Killian-Jamieson diverticulum occurs in elder patients, similar to ZD. It is mostly asymptomatic and discovered incidentally on imaging like barium swallow, ultrasound, and computed tomography of the neck. Killian-Jamieson diverticulum is less symptomatic than ZD due to the presence of the cricopharyngeal sphincter just above it, preventing the aspiration of luminal contents into the hypopharynx; hence, overflow aspiration and aspiration pneumonia were uncommon in KJD. If symptomatic, the presentations are dysphagia, suspected thyroid nodule, and Globus sensation.11 Because of their close location, a large KJD may masquerade as a thyroid nodule on ultrasound imaging. Even though KJD arises anterolaterally from the esophagus, it is difficult to differentiate it from ZD on endoscopy. Barium swallow and computed tomography will further help in making a diagnosis. It would be challenging to distinguish KJD from a large ZD even on barium swallow as KJD are usually smaller and less likely to retain barium. In such cases, a CT scan would precisely localize the origin of the diverticulum relative to the cricoid cartilage, thereby confirming the diagnosis. Treatment for KJD is indicated only in symptomatic patients. Open surgical diverticulectomy is the most preferred procedure.11 The recurrent laryngeal nerve (RLN) lies close to the neck of KJD; hence a careful dissection is required to prevent injury.12 Endoscopic diverticulotomy is a transoral procedure where a carbon dioxide laser or a stapler divides the septum between the KJD and esophagus.
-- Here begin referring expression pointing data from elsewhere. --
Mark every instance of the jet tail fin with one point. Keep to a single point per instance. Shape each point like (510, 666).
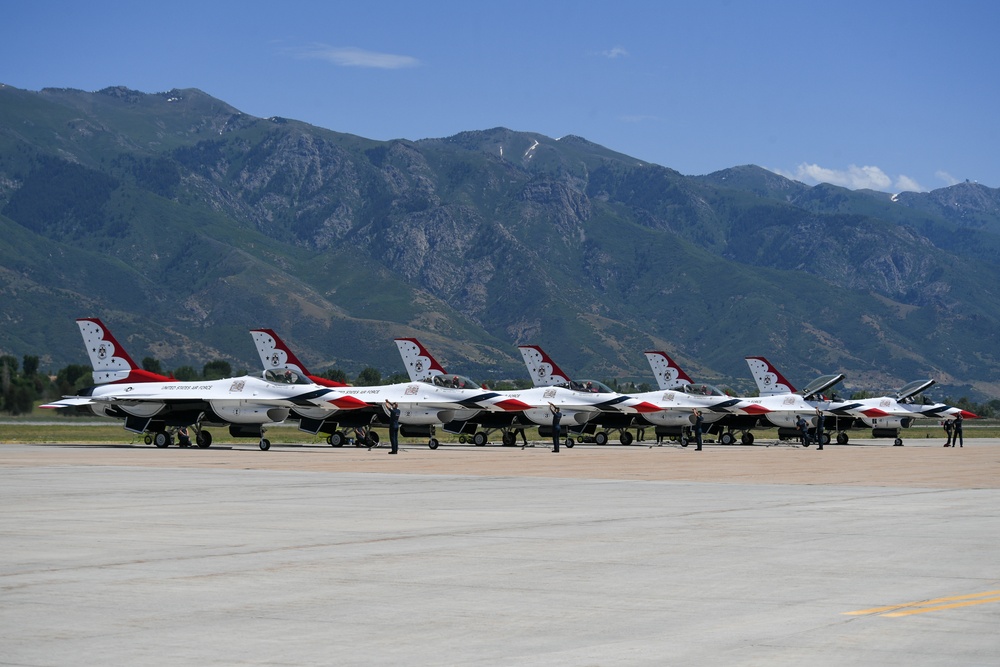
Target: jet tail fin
(109, 360)
(668, 374)
(274, 353)
(543, 371)
(769, 379)
(420, 364)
The advantages are no skin incision, shorter operative duration, minimal postoperative pain, and shorter hospitalization. Nevertheless, the risk of RLN is higher with the endoscopic approach.13 Recently, endoscopic tunneling diverticulotomy has been considered safe and effective compared to direct diverticulotomy.14


In conclusion, KJD is not uncommon in Gastroenterology clinics. It is often diagnosed incidentally or during dysphagia evaluation in elder patients. This case report reiterates the hypothesis that an increase in intraluminal pressure may lead to the development of KJD. However, further prospective studies are required to establish a causal relationship between GERD and its sequelae with KJD.